This year I have been faced with a significant number of difficult students in my class. Let’s face it, no class is a ‘breeze’. There are individual nooks and crannies to every single student, however the Year 2 class I am teaching in 2015 seem to present a myriad of ‘specialities’.
Trying to get my Year 2 students to write is challenging. I have a student with Oppositional Defiance Disorder (ODD), who needs physical stimulation, eg a trampoline, massage, yoga, roller-board to shift his ‘writing brain’ into action. Despite his Occupational Therapist providing me with a wide range of suggestions – some days there is no progress made – the ‘Defiance’ part of his diagnoses comes into play, well and truly!
Add to this mix a boy who has autism and hates any fine motor activities, a girl who has super low processing speed, a boy who has the attention span of a gnat…it’s really like any regular classroom.

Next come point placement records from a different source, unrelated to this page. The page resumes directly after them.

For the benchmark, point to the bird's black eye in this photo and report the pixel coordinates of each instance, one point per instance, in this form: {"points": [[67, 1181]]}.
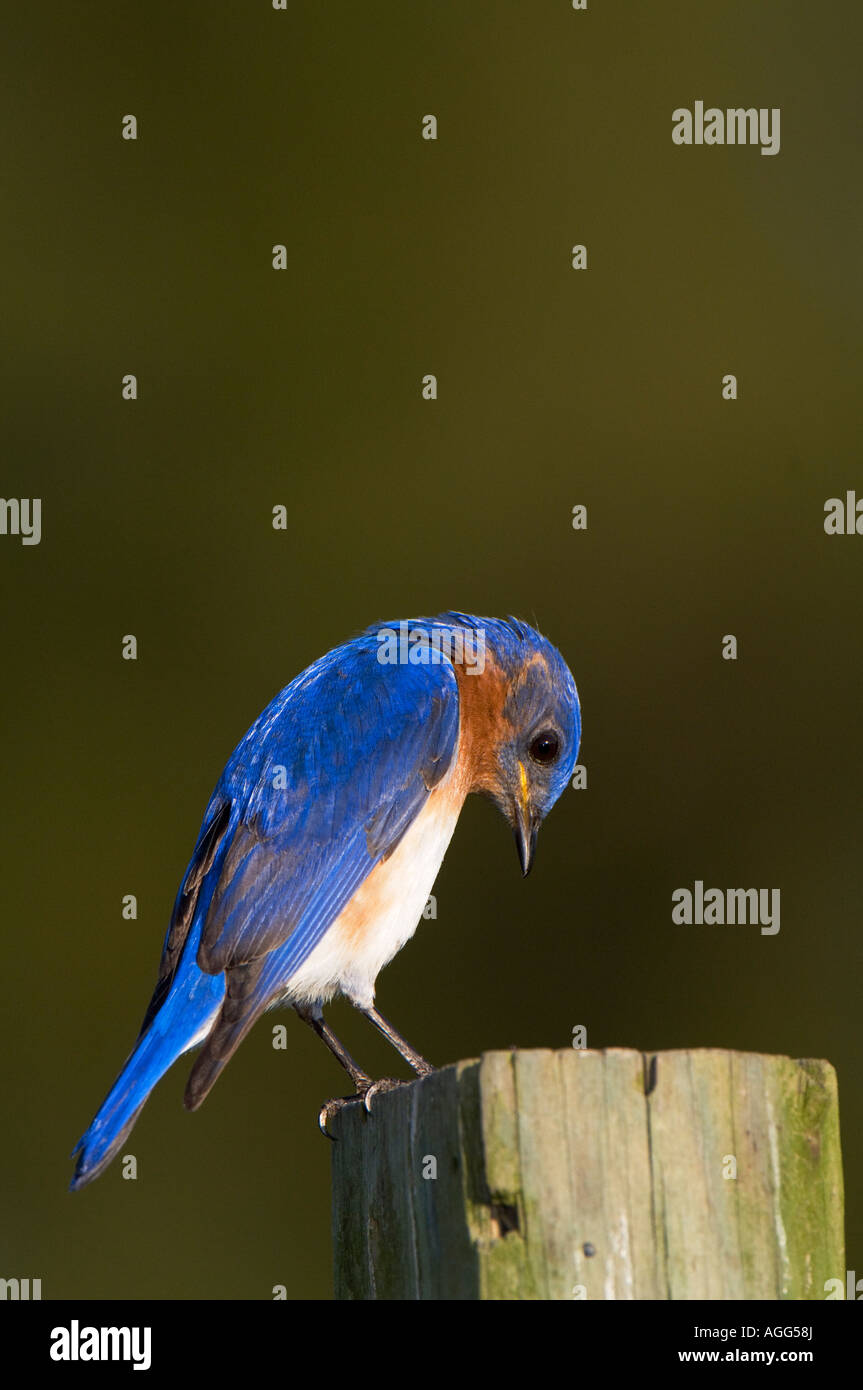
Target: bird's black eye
{"points": [[545, 747]]}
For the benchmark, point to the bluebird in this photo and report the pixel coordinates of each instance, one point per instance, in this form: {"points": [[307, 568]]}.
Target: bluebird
{"points": [[325, 833]]}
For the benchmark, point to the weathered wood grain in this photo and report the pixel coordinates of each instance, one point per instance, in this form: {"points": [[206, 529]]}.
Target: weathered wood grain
{"points": [[594, 1175]]}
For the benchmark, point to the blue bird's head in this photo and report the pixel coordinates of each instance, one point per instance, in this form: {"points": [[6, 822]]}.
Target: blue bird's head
{"points": [[525, 723]]}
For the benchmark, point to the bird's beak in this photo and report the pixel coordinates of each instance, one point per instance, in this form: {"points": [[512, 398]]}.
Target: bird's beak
{"points": [[525, 826]]}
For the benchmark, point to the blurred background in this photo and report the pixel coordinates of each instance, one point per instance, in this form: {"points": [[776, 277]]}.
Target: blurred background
{"points": [[303, 388]]}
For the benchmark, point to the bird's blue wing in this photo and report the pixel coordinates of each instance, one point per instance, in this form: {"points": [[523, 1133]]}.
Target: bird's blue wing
{"points": [[321, 790]]}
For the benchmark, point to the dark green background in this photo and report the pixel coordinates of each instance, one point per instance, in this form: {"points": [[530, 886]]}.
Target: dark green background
{"points": [[303, 388]]}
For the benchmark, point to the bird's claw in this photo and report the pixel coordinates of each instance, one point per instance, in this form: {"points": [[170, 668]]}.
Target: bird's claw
{"points": [[362, 1096]]}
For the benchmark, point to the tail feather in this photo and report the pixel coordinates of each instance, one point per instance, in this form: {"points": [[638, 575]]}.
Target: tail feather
{"points": [[154, 1052]]}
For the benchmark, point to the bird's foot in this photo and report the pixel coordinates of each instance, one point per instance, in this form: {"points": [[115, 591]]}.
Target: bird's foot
{"points": [[363, 1096]]}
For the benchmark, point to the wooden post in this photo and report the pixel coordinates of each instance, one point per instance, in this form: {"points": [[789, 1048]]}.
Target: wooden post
{"points": [[594, 1175]]}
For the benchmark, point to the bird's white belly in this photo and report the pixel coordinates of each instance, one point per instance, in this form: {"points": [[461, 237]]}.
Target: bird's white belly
{"points": [[384, 912]]}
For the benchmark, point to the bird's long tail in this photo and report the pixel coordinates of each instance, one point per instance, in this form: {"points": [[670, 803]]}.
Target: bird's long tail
{"points": [[173, 1032]]}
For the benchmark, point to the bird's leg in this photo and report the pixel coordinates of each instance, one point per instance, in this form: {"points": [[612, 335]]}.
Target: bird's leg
{"points": [[400, 1044], [360, 1079], [314, 1019]]}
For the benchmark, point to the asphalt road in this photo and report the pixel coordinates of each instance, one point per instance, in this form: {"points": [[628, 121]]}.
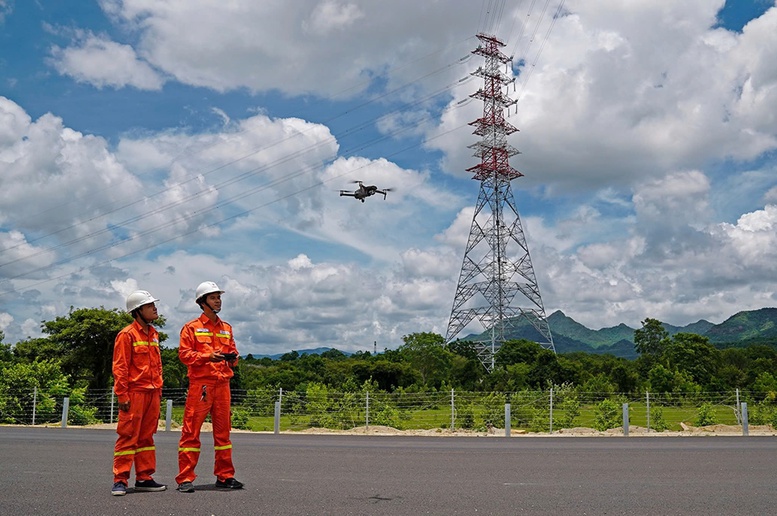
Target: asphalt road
{"points": [[52, 471]]}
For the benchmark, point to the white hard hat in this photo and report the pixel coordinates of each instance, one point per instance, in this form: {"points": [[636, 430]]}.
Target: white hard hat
{"points": [[205, 288], [138, 299]]}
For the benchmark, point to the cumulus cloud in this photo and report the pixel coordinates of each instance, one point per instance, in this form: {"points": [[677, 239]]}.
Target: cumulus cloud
{"points": [[104, 63]]}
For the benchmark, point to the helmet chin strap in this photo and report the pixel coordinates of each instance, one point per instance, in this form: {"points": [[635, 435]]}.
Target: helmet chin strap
{"points": [[205, 302]]}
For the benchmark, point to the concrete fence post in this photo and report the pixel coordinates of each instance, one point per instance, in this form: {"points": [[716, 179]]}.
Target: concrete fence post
{"points": [[367, 414], [169, 415], [65, 410], [34, 402], [277, 417], [626, 419]]}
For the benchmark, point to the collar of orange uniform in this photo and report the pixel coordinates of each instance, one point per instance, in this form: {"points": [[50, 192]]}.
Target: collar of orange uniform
{"points": [[204, 319], [139, 327]]}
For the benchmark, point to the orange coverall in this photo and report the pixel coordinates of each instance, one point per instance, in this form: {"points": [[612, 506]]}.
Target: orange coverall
{"points": [[137, 374], [208, 394]]}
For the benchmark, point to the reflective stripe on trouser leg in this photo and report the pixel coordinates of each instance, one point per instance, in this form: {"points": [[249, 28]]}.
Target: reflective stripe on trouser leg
{"points": [[194, 414], [222, 424], [145, 454], [130, 430]]}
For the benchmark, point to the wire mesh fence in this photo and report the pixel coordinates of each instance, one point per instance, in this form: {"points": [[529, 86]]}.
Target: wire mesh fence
{"points": [[530, 411]]}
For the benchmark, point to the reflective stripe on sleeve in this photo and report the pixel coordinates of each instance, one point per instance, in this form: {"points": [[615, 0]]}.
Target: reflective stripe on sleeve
{"points": [[144, 343]]}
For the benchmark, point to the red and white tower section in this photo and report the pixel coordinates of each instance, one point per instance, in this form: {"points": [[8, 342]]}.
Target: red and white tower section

Trying to write descriptions last week was my chance to really find out what I could expect from these students. I started with a 3 step process:
- Plan
- Draft
- Publish
I decided to eliminate the editing stage, to try and build that success. I helped edit briefly, but wanted to show the children that publishing work is fun and something to be proud of.
We used this template to brainstorm words to describe our lunchbox. I then modelled how to write the words into sentences as a whole group activity. Once the students had written their sentences, it was time to publish.
Using the iPads, students worked in pairs to use PicCollage to describe their lunchboxes. I gave (and modelled) the following instructions:
- Take a photo of your partner with their lunchbox.
- Open PicCollage and add the photo of your partner.
- Add text boxes with your descriptive sentences.
- Change the background etc.
There were a few types of students – those who completed all three stages with ease. Others who did the planning, but found the drafting too draining. There were others who planned and drafted, but weren’t overly interested in publishing – they’d prefer to spend their iPad time doing whatever they like, rather than a set task.
It was a fabulous activity to include all students.
What other strategies/apps do you use to encourage reluctant writers?
I teach: 1. Talk it out 2. Get it down 3. Get it right 4. Get it good 5. Show it off. This us kid-friendly language instead of the traditional writing process of planning, drafting, editing, revising and publishing. Kids respond to this with enthusiasm and are off like a sprinter in a 100m race when I yell ‘GET IT DOWN’.
This sounds like a great activity, especially with younger or reluctant learners. I recently used piktochart.com with my social studies class (4th grade) to both engage my reluctant writers and offer the flexibilty for my high perfoming students to extend their work. For my group, it was a great way way for them to review content, practice working with chromebooks (as the PARCC looms), and for me to access all of my students’ strengths. Thanks for your post!